An inquiry by the competition regulator into the NBN is a positive first step, but won’t address the underlying issue according to a telecommunications specialist.
The Australian Competition and Consumer Commission (ACCC) will probe whether the NBN’s service delivery is suitable or requires further regulation to improve users’ experiences.
Mid-state Communications owner Adam Irwin said the NBN was a utility and its main problem could be solved by either reducing or removing the wholesale charge internet service providers (ISPs) face.
Mr Irwin said for small ISPs to be profitable, they would skimp on bandwidth causing congestion for users at peak times.
“The problem with the NBN is looking at it from a commercial point of view rather than a service point of view,” Mr Irwin said.
“It should be all about delivering a service not getting a return on investment.”
Mr Irwin said people wouldn’t tolerate their lights dimming or appliances shutting off at peak times, “why is it okay for it to happen on the NBN?”.
ACCC chairman Rod Sims said the inquiry will focus on appropriate wholesale service standards and arrangements for compensation if standards aren’t met.
“We are very concerned about the high number of complaints from consumers around poor customer experiences, particularly in relation to customers connecting to NBN services and having faults repaired,” Mr Sims said.
“Many of these complaints relate to matters set out in wholesale service level standards.
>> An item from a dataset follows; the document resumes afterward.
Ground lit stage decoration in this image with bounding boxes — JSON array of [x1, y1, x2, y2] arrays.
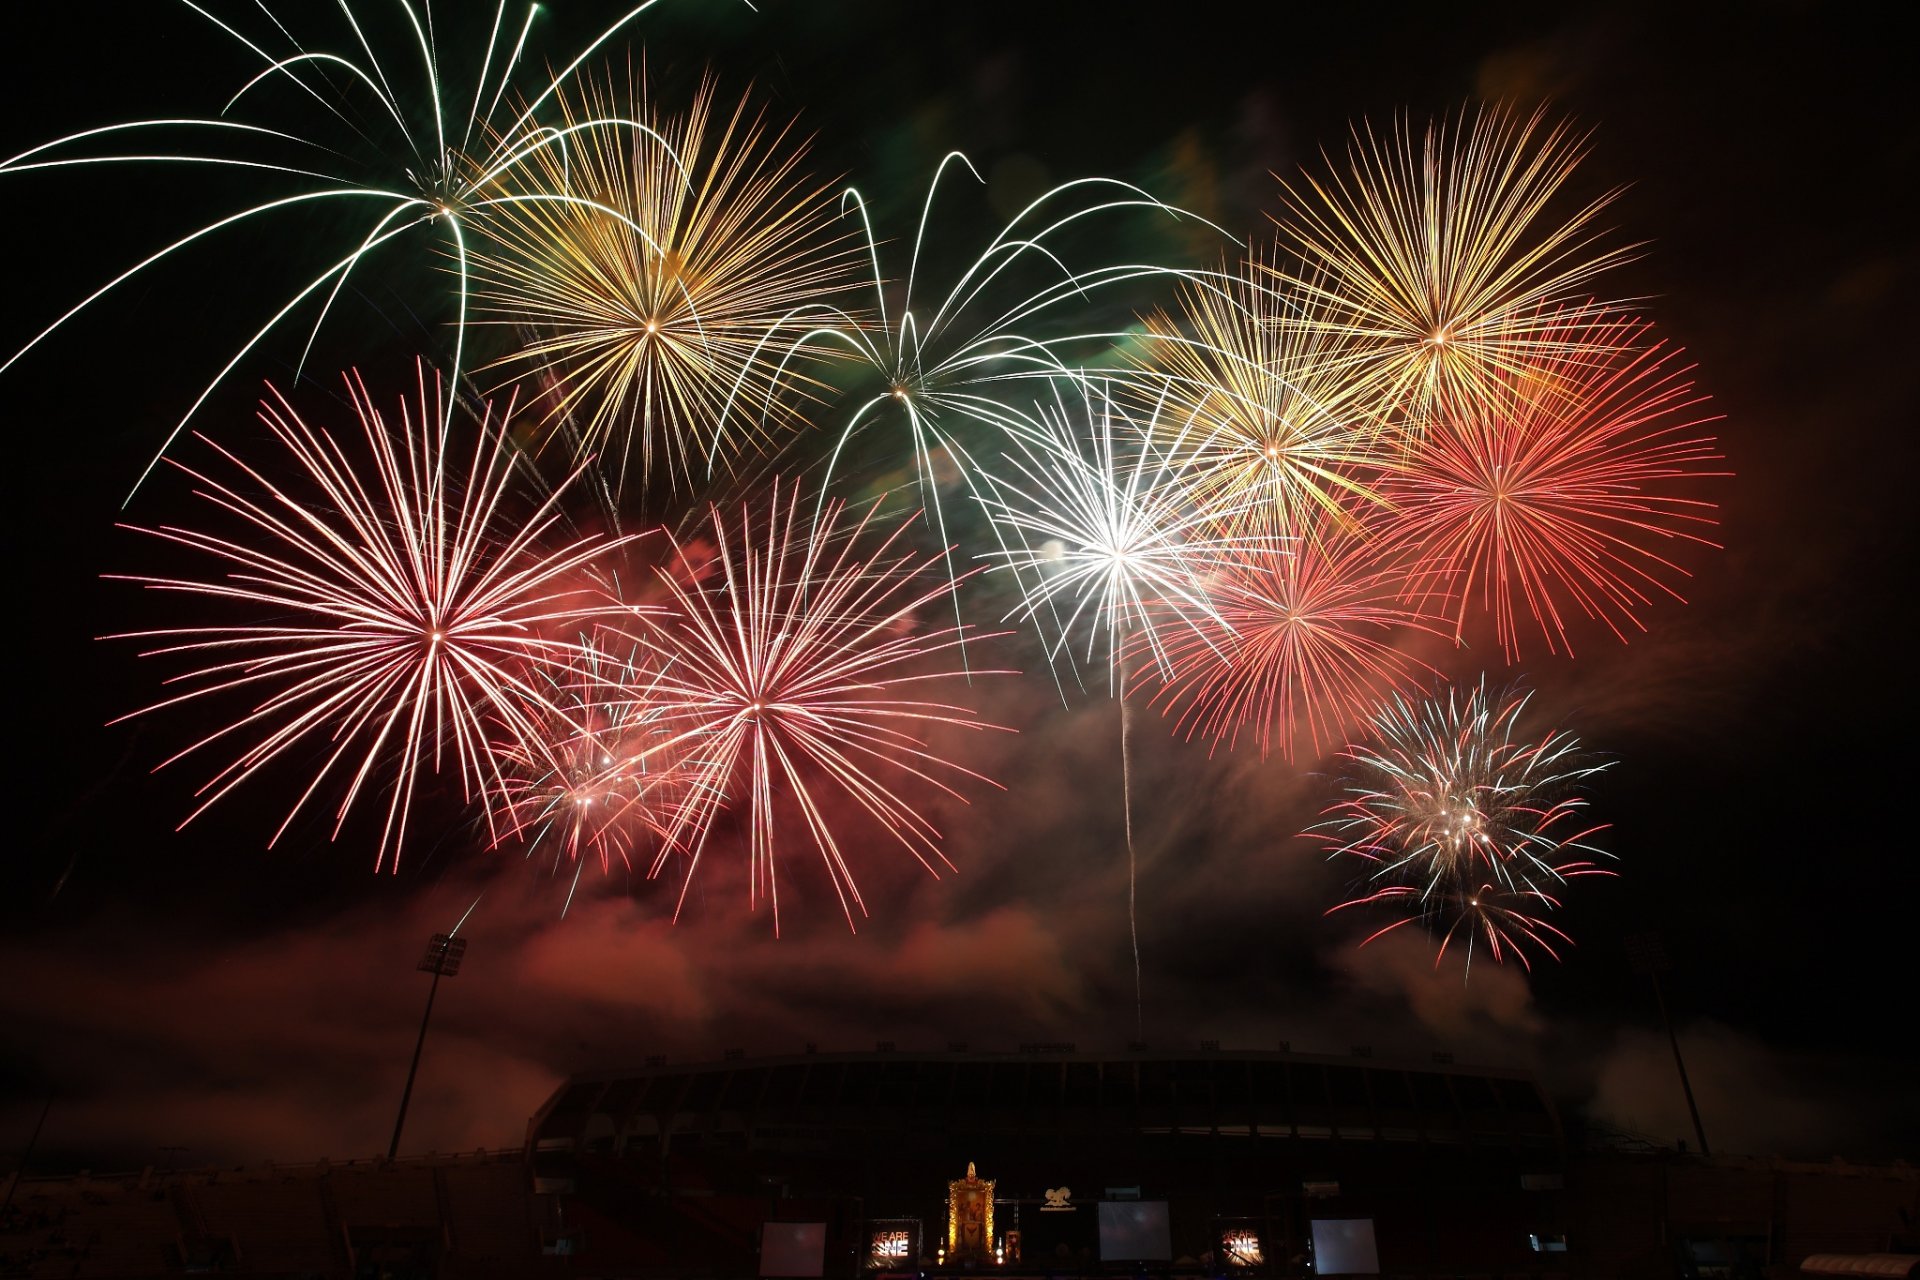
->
[[867, 1223, 916, 1269], [947, 1161, 996, 1260], [1223, 1229, 1265, 1267]]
We will examine whether the service levels that are currently in place are appropriate and effective.
"This is important as what happens at the wholesale level often flows through to the retail level and affects customer experiences.”
An NBN spokeswoman said they would “work constructively with the ACCC”.
“We are pleased to see the broad focus of the inquiry on the entirety of the supply chain, including wholesale and retail service levels,” the spokeswoman said.